By Dianne Cornish, Review Journalist
We all have stories about big winter storms and how we lived through them, but it doesn’t look like 2012 is going to provide any fodder for our collection of snow survival sagas. In fact, winter, so far this year, has been a complete dud, and while many are quite content with that, I’m not among them. I like four distinct seasons each year and that means winter with snow, cold temperatures and the occasional big blow.
I recently read a flashback article about the blizzard of ’77 that struck Ontario with all its fury–high winds, blowing snow, poor visibility and bitter temperatures. While I don’t wish for an encore, I have to admit that snowstorms of the 1977 magnitude hold a fascination for me. Maybe it’s the calm that follows that I enjoy the most, along with the picturesque landscape that comes with freshly fallen snow. For whatever reason, the fascination persists and I just cannot get used to a winter without snow.
True, we managed to get a few centimetres last weekend and it’s actually stayed for more than a few days, but we’ll soon be losing it again.
What I remember most about the winter of 1977 was the big joke it played on our family. We had spent many years in Northern Ontario, living first in North Bay and then Sudbury, and we prided ourselves on being hardy northerners, able to withstand minus 20-degree Fahrenheit temperatures, appreciate the crunch of snow under our feet on cold winter days and even drive skillfully through the white stuff.
But in 1977, we decided to move to warmer climes; southern Ontario beckoned and we all fully expected a rather uneventful, mild winter. But my parents had chosen to move to London, Ontario and on January 28, 1977, nature unleashed her fury and quickly taught us that Ontario winters aren’t restricted to the northern part of the province. So during our first winter in balmy southern Ontario, London was virtually shut down, the militia was called in to help remove the huge mounds of snow that lined the city streets and we and our parents sat in front of our cozy fireplace and laughed about our “best-laid plans that went awry.”

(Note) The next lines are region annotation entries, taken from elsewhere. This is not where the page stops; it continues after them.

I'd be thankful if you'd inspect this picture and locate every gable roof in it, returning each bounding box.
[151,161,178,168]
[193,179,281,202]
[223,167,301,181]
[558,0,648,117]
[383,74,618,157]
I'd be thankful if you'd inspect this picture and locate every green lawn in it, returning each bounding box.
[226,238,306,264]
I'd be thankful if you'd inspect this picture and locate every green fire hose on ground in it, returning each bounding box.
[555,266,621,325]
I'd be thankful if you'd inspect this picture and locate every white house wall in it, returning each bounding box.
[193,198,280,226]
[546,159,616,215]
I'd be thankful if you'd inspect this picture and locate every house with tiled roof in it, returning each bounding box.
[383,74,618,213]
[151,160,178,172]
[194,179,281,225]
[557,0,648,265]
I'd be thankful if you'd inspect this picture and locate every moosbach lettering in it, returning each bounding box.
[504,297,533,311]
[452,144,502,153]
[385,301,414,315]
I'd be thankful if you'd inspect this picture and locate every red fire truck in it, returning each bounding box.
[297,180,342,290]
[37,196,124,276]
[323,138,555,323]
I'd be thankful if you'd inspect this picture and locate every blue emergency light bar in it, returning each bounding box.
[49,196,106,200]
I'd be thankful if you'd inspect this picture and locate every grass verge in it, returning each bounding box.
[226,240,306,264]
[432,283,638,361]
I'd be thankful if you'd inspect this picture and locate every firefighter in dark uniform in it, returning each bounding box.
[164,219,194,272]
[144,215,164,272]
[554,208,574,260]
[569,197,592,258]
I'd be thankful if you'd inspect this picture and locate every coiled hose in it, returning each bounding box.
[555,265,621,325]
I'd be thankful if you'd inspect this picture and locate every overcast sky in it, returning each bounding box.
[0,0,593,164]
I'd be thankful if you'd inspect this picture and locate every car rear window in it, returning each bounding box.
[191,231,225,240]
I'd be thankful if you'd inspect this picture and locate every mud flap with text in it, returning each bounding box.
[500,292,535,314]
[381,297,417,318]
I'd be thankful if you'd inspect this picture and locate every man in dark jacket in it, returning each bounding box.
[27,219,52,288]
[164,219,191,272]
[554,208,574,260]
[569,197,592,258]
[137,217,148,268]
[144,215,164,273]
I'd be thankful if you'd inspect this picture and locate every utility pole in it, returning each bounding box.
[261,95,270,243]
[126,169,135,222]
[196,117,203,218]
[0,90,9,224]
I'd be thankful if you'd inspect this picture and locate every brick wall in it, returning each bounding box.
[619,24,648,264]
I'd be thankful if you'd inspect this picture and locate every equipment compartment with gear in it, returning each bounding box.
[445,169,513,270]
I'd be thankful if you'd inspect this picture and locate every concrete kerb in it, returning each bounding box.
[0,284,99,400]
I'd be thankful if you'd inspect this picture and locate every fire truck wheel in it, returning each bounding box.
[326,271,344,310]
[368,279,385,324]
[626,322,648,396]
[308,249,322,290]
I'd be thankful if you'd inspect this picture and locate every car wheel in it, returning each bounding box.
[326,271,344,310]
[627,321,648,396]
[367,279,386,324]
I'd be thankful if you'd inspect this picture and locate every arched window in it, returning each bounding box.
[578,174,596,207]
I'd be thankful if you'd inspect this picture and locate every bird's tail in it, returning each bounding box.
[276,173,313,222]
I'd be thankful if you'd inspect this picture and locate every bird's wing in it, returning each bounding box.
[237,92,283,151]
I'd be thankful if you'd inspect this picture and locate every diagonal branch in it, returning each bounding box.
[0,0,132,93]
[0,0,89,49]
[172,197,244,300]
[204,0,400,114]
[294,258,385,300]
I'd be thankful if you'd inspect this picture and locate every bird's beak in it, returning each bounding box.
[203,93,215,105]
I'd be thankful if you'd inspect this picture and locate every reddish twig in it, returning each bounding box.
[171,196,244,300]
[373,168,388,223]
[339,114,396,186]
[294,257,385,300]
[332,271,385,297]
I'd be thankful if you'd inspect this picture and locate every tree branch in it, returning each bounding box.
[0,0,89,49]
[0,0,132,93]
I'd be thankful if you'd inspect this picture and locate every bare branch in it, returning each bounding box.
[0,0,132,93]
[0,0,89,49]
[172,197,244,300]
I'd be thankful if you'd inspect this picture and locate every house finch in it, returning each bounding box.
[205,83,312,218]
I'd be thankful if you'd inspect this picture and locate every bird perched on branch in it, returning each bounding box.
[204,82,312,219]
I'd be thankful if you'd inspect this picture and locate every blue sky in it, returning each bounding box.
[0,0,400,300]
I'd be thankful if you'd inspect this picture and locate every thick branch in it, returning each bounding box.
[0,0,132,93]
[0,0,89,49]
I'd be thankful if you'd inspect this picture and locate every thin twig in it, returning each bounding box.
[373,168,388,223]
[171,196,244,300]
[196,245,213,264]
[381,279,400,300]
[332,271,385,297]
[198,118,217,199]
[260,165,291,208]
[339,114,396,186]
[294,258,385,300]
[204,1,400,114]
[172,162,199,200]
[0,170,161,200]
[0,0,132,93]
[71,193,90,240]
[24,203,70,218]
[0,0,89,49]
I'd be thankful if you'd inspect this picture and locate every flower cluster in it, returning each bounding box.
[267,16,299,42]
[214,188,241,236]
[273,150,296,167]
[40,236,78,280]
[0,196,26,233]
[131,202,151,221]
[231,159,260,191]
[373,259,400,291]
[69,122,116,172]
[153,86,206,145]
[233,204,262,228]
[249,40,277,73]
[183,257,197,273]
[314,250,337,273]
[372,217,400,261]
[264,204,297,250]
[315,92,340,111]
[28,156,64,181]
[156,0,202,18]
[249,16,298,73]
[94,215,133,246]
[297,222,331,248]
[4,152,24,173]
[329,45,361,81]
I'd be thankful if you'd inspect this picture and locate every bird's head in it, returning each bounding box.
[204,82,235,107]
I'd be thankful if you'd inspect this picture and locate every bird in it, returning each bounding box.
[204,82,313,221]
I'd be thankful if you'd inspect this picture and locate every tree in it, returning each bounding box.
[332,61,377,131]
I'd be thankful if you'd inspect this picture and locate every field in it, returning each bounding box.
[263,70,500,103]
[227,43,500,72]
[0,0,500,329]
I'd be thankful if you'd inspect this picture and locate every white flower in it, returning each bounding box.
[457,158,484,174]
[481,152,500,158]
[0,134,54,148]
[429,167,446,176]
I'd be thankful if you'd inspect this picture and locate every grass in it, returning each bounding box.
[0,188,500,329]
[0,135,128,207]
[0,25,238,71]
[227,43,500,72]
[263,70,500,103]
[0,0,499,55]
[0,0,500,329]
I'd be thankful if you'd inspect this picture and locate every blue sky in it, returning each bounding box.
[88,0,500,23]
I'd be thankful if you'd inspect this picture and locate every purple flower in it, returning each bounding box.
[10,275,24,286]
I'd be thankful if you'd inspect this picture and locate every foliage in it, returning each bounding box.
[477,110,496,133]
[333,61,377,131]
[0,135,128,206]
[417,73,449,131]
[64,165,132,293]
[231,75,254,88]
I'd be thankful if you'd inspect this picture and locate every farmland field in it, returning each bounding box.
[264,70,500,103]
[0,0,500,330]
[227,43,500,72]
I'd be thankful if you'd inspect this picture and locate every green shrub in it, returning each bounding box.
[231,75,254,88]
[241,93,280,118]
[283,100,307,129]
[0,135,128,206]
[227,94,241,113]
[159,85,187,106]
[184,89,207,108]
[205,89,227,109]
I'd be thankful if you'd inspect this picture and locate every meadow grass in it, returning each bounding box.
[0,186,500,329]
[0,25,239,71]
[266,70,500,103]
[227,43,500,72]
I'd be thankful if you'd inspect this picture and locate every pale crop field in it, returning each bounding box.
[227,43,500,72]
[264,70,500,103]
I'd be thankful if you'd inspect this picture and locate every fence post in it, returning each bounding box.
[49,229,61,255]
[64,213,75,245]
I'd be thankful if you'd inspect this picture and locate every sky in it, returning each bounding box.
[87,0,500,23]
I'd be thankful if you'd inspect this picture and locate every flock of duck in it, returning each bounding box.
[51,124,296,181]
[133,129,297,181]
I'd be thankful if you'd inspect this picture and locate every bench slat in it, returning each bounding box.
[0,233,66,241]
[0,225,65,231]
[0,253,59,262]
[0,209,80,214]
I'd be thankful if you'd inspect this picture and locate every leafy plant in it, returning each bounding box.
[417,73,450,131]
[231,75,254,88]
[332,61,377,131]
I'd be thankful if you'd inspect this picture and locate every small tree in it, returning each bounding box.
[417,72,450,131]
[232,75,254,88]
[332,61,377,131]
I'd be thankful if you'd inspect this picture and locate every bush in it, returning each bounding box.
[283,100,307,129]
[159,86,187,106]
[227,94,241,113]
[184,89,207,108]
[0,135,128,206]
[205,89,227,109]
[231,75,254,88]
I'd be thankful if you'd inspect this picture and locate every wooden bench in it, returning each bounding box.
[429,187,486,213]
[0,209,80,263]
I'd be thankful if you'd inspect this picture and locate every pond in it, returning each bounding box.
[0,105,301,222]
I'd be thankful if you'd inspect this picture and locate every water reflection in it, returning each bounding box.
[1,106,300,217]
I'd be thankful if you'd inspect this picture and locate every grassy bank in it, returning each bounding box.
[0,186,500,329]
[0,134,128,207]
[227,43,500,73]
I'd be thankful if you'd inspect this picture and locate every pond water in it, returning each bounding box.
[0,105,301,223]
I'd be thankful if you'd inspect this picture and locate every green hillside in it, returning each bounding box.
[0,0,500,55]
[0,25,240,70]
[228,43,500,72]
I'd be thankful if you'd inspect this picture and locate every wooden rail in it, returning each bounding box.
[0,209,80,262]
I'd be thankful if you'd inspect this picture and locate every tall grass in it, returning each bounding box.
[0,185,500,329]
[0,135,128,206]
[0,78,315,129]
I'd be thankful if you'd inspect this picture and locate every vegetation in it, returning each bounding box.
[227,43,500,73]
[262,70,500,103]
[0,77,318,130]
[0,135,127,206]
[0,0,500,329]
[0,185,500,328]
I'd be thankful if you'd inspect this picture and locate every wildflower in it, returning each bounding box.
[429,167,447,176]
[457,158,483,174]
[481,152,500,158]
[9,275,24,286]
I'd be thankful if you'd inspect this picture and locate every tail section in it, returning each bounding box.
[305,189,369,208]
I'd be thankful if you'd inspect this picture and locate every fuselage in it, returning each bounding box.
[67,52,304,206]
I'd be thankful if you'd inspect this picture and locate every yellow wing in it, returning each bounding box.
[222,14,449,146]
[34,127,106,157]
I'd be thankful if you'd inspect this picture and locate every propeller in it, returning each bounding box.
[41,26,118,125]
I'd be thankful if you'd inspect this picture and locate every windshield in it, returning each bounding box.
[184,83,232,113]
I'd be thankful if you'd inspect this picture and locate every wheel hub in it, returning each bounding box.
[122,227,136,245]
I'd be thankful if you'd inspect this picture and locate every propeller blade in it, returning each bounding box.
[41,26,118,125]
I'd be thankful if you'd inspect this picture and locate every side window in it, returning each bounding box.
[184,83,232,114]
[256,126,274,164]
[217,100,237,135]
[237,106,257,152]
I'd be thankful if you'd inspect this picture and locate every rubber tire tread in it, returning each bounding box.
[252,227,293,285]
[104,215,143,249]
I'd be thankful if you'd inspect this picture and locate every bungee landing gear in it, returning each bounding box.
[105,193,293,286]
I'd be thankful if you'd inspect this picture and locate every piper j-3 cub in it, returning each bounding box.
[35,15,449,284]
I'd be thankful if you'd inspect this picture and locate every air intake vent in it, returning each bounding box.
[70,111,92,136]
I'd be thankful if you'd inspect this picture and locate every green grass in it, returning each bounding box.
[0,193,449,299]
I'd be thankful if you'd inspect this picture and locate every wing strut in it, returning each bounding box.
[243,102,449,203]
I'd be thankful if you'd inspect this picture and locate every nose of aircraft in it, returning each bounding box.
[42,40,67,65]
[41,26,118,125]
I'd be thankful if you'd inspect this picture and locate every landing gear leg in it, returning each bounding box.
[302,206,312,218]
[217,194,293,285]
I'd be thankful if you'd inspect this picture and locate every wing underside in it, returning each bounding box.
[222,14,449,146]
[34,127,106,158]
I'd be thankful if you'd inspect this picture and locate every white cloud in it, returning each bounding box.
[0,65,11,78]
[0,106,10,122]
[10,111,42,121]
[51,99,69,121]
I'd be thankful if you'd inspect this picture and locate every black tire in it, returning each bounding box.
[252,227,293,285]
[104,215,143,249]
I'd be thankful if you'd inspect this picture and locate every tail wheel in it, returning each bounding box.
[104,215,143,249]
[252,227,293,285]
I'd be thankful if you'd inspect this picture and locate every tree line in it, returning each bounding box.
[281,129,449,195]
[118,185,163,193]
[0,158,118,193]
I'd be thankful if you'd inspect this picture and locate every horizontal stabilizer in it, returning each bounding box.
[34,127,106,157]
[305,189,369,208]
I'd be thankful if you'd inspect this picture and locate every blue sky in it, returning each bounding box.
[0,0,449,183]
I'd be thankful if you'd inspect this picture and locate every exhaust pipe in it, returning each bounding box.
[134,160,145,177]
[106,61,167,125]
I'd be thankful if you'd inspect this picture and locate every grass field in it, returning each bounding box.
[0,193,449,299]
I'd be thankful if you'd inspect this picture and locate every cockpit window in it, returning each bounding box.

As I recall, the winter of 1978 also produced a doozy of a storm. My grandfather, who lived in Trenton, died January 9 of that year and we barely made it to his funeral because another storm had gripped southwestern Ontario and transportation had ground to a halt. Luckily, my parents chose the right train, the one that went south through Brantford rather than the one that was to travel through St. Marys. Their train made it through; the other one became snowbound.
The winters of 30 or more years ago were the real McCoys. I don’t know what to call them now.